The Argument – Last year, when I was starved for mature, adult conversation surrounding politics, The Argument saved my sanity. It is, by far, the most civil discussion of varying viewpoints on the current political landscape that I’ve ever encountered, and the hosts are as fair as they are intelligent. I’ve learned so much from them about considering other people’s viewpoints on many political concepts and controversies and I always enjoy their insight every week.


No Stupid Questions –This has become the podcast that makes me giddy every time a new one pops up on my downloads list. Unsurprisingly, it’s the first spin-off from the Freakonomics team, which ensured its quality from the start, at least in my Freakonomics-loving heart. Steven Dubner has gloriously fun and intelligent chats with his friend the research psychologist Angela Duckworth (who became my personal heroine after she admitted one day that she has the same weird appreciation I have for wall-to-wall carpeting), and every episode feels like you’re hanging out with them during cocktail hour at an upscale bar in New York City—an extreme luxury I used to have annually with my Brooklynite friends. I miss them. So much.



This week I had a fleeting consideration about what Gen Z thinks about Millennials. It was some article about TikTok trends (because I only have so much time to actually spend on TikTok, I require weekly round-ups of what’s going down) that mentioned how Gen Z kids were slagging off side-parted hair and skinny jeans. This struck me (and probably every other Millennial) as a bizarre pair of things to criticize. Like any of us care what a bunch of Tide-Pod eating fetuses say about how we style ourselves. So Friends and Memphis-inspired design is FINE with you but not a vague hair choice?

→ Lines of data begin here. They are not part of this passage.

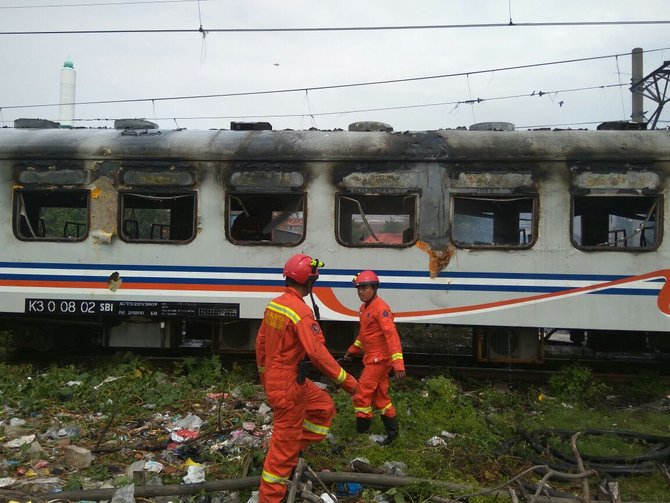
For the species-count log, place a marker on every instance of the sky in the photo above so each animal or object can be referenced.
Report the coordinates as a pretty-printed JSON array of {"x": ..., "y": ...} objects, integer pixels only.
[{"x": 446, "y": 77}]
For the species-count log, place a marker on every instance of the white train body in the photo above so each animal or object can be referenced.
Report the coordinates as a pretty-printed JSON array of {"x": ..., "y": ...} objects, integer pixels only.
[{"x": 563, "y": 229}]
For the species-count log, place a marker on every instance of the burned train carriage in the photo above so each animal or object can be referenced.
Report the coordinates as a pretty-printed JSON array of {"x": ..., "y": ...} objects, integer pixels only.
[{"x": 151, "y": 238}]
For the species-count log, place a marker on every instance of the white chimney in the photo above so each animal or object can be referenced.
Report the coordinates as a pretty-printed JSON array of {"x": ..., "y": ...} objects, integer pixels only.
[{"x": 68, "y": 78}]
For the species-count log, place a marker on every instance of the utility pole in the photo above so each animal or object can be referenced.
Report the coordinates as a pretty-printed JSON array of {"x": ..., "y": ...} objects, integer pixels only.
[
  {"x": 637, "y": 97},
  {"x": 654, "y": 86}
]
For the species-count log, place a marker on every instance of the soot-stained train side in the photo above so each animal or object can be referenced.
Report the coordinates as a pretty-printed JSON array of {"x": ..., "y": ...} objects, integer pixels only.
[{"x": 140, "y": 237}]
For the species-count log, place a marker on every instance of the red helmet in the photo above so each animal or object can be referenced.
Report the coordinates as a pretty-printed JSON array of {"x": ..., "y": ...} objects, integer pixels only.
[
  {"x": 366, "y": 278},
  {"x": 301, "y": 267}
]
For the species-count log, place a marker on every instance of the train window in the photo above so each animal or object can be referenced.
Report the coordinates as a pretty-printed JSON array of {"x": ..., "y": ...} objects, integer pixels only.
[
  {"x": 166, "y": 217},
  {"x": 620, "y": 222},
  {"x": 51, "y": 215},
  {"x": 266, "y": 218},
  {"x": 376, "y": 219},
  {"x": 493, "y": 221}
]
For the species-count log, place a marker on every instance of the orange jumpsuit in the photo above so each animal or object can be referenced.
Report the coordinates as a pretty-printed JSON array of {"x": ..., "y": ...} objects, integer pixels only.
[
  {"x": 303, "y": 412},
  {"x": 379, "y": 339}
]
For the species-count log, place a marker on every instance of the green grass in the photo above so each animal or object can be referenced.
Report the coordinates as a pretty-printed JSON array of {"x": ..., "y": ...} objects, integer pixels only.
[{"x": 115, "y": 406}]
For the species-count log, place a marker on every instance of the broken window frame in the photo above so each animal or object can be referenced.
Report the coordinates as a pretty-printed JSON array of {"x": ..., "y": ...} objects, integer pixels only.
[
  {"x": 261, "y": 217},
  {"x": 32, "y": 220},
  {"x": 617, "y": 205},
  {"x": 148, "y": 230},
  {"x": 370, "y": 206},
  {"x": 527, "y": 234}
]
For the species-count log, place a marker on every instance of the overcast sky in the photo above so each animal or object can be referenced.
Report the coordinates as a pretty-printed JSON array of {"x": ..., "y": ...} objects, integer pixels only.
[{"x": 146, "y": 66}]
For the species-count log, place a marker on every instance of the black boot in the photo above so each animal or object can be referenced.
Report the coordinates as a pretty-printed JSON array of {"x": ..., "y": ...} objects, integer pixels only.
[
  {"x": 392, "y": 430},
  {"x": 363, "y": 424}
]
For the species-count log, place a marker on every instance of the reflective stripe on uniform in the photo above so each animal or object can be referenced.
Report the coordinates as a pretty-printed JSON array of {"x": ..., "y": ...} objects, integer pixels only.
[
  {"x": 315, "y": 428},
  {"x": 287, "y": 311},
  {"x": 271, "y": 478},
  {"x": 363, "y": 410},
  {"x": 341, "y": 377}
]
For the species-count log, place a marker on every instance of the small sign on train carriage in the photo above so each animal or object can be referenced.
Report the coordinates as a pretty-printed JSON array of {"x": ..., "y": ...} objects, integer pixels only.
[{"x": 132, "y": 308}]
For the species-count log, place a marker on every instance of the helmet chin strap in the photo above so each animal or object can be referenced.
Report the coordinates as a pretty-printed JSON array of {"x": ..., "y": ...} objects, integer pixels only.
[{"x": 315, "y": 307}]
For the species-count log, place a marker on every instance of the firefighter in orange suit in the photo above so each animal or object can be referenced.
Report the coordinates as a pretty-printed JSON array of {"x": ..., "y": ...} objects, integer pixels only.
[
  {"x": 379, "y": 341},
  {"x": 302, "y": 411}
]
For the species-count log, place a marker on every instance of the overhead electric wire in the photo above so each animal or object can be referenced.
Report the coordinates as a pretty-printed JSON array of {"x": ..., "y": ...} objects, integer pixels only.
[
  {"x": 321, "y": 88},
  {"x": 365, "y": 110},
  {"x": 98, "y": 4},
  {"x": 335, "y": 28}
]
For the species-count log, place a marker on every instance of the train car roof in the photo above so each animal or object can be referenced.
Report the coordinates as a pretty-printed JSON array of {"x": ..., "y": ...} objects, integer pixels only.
[{"x": 289, "y": 145}]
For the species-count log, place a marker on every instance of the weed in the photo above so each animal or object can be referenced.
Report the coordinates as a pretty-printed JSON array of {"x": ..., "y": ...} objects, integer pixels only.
[{"x": 577, "y": 384}]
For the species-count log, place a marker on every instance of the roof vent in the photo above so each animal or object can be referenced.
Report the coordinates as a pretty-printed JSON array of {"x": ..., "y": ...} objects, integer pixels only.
[
  {"x": 492, "y": 126},
  {"x": 35, "y": 124},
  {"x": 370, "y": 126},
  {"x": 250, "y": 126},
  {"x": 134, "y": 124},
  {"x": 621, "y": 126}
]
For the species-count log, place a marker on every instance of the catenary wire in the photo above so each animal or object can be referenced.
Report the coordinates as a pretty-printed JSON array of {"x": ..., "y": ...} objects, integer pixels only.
[
  {"x": 378, "y": 109},
  {"x": 321, "y": 88},
  {"x": 98, "y": 4},
  {"x": 338, "y": 28}
]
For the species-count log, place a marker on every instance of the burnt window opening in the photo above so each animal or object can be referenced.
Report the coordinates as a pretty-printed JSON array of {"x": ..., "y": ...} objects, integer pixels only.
[
  {"x": 266, "y": 218},
  {"x": 377, "y": 219},
  {"x": 158, "y": 216},
  {"x": 51, "y": 215},
  {"x": 494, "y": 221},
  {"x": 616, "y": 222}
]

Still, this still made my brow furrow with bemusement. While I am achingly aware that we didn’t start the fire and every generation has its things that we regret and/or get roasted for later in life, it was an awakening to the fact that I’m even older than I thought. Already, my age demographic is subject to accusatory shit.

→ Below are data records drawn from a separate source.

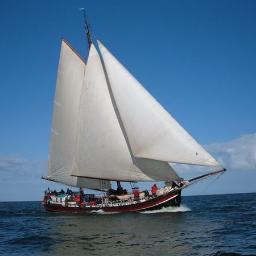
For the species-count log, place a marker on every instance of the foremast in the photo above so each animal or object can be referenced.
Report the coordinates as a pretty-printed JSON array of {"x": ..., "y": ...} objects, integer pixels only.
[{"x": 87, "y": 29}]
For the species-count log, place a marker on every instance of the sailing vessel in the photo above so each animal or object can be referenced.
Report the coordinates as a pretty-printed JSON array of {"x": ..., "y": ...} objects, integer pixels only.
[{"x": 107, "y": 127}]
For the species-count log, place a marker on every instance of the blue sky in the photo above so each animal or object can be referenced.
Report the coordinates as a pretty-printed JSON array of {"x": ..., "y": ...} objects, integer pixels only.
[{"x": 198, "y": 59}]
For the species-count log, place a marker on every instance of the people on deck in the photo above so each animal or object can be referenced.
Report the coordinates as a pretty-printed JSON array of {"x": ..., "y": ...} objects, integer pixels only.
[{"x": 154, "y": 189}]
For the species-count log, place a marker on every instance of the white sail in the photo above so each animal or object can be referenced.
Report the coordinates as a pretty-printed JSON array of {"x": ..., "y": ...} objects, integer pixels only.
[
  {"x": 152, "y": 132},
  {"x": 70, "y": 78},
  {"x": 102, "y": 150}
]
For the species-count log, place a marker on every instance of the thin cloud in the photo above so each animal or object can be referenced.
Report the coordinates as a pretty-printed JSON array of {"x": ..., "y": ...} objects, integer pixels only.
[
  {"x": 236, "y": 155},
  {"x": 19, "y": 168}
]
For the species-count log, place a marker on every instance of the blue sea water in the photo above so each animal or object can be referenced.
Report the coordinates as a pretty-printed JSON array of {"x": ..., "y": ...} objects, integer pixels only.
[{"x": 204, "y": 225}]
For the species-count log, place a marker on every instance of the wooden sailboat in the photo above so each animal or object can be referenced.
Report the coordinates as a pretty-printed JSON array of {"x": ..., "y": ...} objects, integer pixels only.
[{"x": 107, "y": 127}]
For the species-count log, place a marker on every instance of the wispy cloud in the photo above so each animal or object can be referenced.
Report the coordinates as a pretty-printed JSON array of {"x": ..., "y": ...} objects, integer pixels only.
[
  {"x": 19, "y": 168},
  {"x": 238, "y": 154}
]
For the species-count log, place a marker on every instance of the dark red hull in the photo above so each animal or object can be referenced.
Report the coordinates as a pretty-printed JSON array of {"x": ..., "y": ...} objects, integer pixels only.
[{"x": 171, "y": 199}]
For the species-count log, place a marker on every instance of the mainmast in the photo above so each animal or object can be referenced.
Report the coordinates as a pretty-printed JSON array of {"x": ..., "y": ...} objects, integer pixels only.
[{"x": 87, "y": 28}]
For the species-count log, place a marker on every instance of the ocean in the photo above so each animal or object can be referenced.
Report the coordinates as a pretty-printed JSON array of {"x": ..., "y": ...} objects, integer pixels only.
[{"x": 203, "y": 225}]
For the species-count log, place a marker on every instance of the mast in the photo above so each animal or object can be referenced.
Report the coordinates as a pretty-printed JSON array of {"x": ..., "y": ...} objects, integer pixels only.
[{"x": 87, "y": 29}]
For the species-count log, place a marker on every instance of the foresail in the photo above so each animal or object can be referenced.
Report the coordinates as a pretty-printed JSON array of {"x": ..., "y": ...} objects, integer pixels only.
[
  {"x": 65, "y": 120},
  {"x": 152, "y": 132}
]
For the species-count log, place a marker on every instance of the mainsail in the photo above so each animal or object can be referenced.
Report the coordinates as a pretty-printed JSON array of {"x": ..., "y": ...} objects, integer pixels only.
[
  {"x": 70, "y": 78},
  {"x": 102, "y": 150},
  {"x": 152, "y": 132},
  {"x": 106, "y": 126}
]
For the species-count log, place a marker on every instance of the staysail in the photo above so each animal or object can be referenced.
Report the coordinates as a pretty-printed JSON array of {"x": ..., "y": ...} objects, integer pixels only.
[
  {"x": 152, "y": 132},
  {"x": 70, "y": 78}
]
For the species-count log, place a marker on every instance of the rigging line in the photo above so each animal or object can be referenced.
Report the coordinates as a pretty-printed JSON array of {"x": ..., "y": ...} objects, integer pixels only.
[{"x": 213, "y": 181}]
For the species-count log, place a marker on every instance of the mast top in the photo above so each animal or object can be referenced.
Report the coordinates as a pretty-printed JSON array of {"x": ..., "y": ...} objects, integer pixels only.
[{"x": 87, "y": 28}]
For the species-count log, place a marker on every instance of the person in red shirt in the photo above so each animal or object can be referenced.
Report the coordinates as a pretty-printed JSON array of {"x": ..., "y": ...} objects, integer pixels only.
[{"x": 154, "y": 189}]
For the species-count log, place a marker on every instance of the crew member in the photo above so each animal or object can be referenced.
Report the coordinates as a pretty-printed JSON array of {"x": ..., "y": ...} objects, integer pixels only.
[{"x": 154, "y": 189}]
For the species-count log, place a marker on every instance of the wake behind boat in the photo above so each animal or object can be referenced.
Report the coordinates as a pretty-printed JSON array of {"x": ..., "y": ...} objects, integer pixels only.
[{"x": 107, "y": 127}]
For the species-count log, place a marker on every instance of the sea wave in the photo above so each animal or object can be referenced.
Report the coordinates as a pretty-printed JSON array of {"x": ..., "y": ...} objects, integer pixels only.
[{"x": 181, "y": 208}]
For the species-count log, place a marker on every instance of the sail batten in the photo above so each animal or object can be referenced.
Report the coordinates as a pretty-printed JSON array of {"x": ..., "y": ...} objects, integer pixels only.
[{"x": 152, "y": 132}]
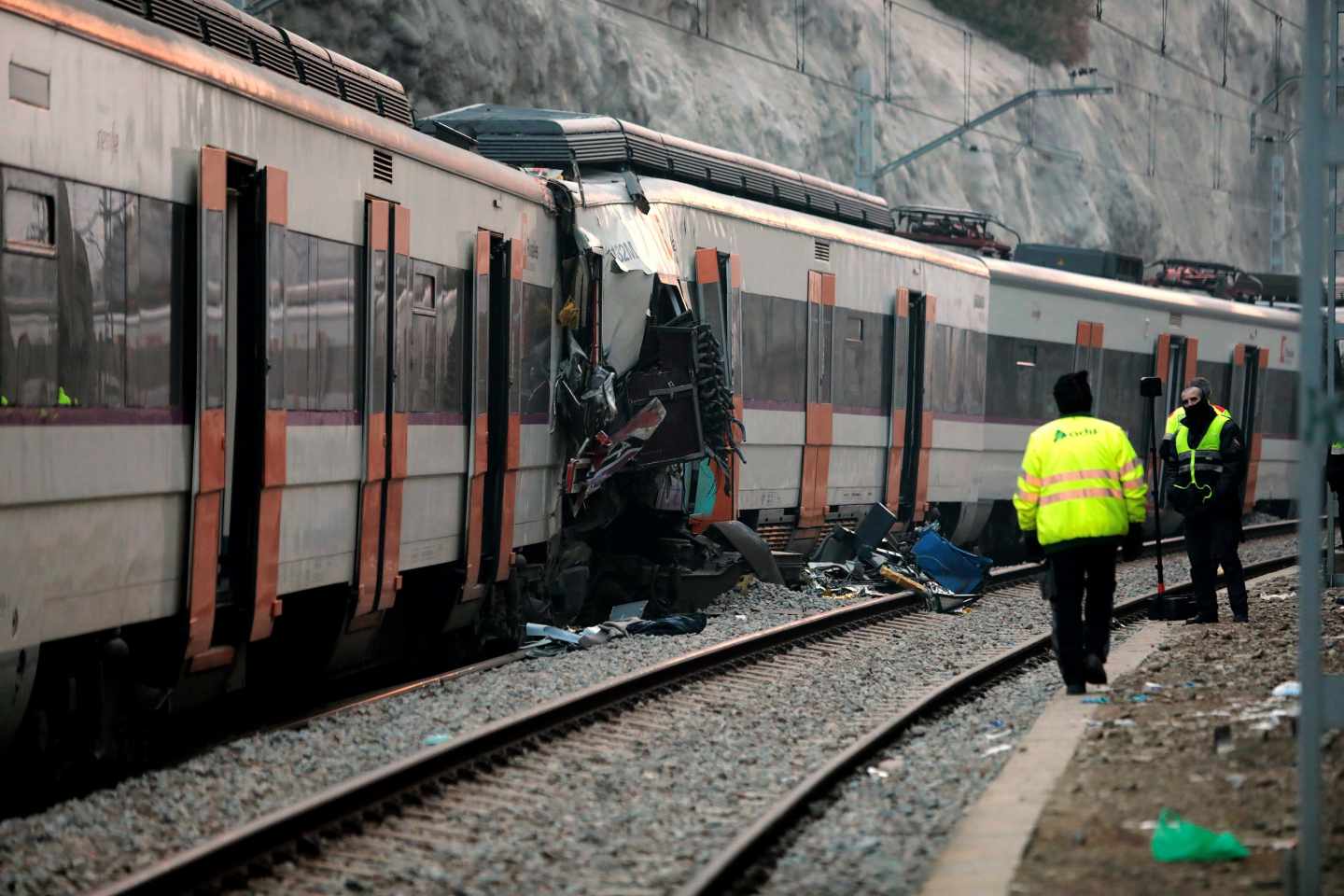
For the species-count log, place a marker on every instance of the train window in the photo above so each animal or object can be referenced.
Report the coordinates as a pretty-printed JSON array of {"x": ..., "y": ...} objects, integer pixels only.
[
  {"x": 299, "y": 263},
  {"x": 335, "y": 345},
  {"x": 422, "y": 355},
  {"x": 93, "y": 297},
  {"x": 854, "y": 329},
  {"x": 30, "y": 220},
  {"x": 155, "y": 281},
  {"x": 452, "y": 305},
  {"x": 424, "y": 292},
  {"x": 537, "y": 354}
]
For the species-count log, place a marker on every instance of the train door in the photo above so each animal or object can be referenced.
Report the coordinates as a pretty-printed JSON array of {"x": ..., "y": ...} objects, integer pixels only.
[
  {"x": 819, "y": 416},
  {"x": 718, "y": 297},
  {"x": 1249, "y": 367},
  {"x": 907, "y": 473},
  {"x": 1175, "y": 361},
  {"x": 240, "y": 260},
  {"x": 387, "y": 287},
  {"x": 494, "y": 441}
]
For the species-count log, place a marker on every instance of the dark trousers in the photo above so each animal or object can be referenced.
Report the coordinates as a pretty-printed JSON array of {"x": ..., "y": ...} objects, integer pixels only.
[
  {"x": 1077, "y": 572},
  {"x": 1211, "y": 541}
]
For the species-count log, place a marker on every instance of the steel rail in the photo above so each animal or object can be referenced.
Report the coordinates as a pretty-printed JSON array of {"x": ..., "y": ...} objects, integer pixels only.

The greater shade Gen Z is throwing is that us Millennials like to claim we’re subverting the “system” but we’re totally caving and just assimilating into it anyway with our Instagramming and Facebooking about all the standard adult-ass crap we do on a daily basis. They say we're too "earnest" about the way we're trying to change the world for the better. As if earnest is a four-letter word in my book. Being earnest takes fucking guts these days, and I am all for it. Sorry/not sorry if I have a mortgage and a pool and a steady job with a 403b that basically funds my weekends spent discovering new cocktail recipes and trips abroad (in the beforetimes). It’s called GROWING UP. Ever since Homo erectus started jogging instead of walking, every new generation has thought itself infinitely better than the last for some reason or another. Come say that to me when you’re in your late 30s, buddy. At least I'm not addicted to the Dunkin' and Starbucks your parents buy you and I can afford a compost tumbler and silicone zip bags so I can reduce landfill trash and quit using so much fucking plastic and do my little part to attempt saving the Earth. If you're lucky, you may get there one day.

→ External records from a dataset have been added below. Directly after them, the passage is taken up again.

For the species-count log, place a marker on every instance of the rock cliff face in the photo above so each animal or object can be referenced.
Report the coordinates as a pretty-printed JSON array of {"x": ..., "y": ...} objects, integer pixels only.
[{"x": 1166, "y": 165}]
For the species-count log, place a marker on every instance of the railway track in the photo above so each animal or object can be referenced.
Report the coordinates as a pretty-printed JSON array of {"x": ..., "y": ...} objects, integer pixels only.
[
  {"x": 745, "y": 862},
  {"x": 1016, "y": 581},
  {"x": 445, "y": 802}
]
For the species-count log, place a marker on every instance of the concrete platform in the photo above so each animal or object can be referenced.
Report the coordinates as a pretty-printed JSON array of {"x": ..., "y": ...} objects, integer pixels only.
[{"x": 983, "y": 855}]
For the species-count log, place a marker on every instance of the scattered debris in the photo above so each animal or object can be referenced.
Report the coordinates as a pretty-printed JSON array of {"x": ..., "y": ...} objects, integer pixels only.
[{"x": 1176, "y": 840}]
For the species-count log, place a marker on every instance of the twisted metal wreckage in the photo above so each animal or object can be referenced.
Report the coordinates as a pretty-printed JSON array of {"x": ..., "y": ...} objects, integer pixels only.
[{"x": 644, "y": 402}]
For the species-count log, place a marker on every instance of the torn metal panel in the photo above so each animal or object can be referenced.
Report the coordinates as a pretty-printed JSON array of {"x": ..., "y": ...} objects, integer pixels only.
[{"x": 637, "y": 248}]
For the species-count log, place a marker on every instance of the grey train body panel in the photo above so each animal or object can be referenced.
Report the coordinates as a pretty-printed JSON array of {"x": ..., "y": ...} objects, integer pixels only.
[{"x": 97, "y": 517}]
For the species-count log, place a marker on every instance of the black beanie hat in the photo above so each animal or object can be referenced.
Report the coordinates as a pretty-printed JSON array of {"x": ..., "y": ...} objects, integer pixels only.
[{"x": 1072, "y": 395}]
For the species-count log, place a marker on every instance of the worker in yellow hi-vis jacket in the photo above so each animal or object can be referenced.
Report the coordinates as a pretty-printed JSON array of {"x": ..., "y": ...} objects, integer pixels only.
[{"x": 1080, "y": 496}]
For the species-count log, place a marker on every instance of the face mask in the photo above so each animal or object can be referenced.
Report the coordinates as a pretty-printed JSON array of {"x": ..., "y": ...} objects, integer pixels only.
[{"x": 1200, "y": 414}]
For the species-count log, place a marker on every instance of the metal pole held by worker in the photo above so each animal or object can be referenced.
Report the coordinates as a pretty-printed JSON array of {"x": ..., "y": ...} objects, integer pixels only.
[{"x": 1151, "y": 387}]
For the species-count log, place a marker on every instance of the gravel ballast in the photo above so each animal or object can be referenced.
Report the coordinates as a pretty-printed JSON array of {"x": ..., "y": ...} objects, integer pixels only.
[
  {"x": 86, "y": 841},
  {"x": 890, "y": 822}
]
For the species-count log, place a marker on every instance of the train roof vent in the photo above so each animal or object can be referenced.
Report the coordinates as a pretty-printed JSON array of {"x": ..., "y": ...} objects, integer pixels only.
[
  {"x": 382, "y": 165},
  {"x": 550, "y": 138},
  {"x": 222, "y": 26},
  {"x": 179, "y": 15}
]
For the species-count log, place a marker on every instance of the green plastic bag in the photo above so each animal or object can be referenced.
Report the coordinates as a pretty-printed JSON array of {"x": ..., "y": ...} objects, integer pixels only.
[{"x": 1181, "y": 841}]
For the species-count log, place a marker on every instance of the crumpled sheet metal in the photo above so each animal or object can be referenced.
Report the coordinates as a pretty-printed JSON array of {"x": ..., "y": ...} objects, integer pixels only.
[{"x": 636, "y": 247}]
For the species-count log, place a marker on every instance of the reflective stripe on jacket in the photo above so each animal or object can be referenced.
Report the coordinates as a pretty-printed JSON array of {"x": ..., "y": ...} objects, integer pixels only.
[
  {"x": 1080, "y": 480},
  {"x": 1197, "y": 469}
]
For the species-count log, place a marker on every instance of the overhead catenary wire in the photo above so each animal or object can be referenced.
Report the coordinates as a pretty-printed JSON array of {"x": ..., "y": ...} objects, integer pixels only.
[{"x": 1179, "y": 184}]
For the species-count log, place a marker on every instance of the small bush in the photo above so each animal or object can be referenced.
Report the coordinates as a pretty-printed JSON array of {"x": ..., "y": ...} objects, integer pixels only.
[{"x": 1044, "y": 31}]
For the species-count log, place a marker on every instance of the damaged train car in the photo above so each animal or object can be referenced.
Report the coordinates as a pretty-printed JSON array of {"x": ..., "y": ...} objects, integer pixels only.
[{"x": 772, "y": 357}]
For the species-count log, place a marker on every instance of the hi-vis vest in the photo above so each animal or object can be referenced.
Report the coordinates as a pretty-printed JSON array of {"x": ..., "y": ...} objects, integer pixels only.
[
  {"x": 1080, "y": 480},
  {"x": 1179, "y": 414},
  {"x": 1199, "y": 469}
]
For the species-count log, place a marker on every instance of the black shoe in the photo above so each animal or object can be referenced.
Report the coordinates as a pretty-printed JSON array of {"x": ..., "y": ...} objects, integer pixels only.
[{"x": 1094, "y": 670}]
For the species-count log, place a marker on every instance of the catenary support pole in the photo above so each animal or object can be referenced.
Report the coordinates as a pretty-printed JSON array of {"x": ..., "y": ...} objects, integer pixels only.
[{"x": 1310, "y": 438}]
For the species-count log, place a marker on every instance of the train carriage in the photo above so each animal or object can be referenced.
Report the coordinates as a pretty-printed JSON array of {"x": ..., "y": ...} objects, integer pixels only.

As a non-parent, I feel even more resentment toward these hoodlums because I didn’t give birth to them. The only children under my roof are three cockatiels between three and four years old and they're whatever the next generation is, and they're already pooping all over me. How dare someone else’s progeny poop on me. Piss off.


That said, twice this week, a Gen Zer complimented me. The first was at a middle school, where a student of indeterminate gender with green hair just walked up to me between classes and said I looked cool. Then two days later, a high schooler said she really liked my outfit. So maybe these Gen Zs aren’t so bad after all. Or I need to start being a fashion influencer.


Honestly, these Boomers and Gen Xers fucked us both over, so let's just gang up and vote for progressives until the end of time.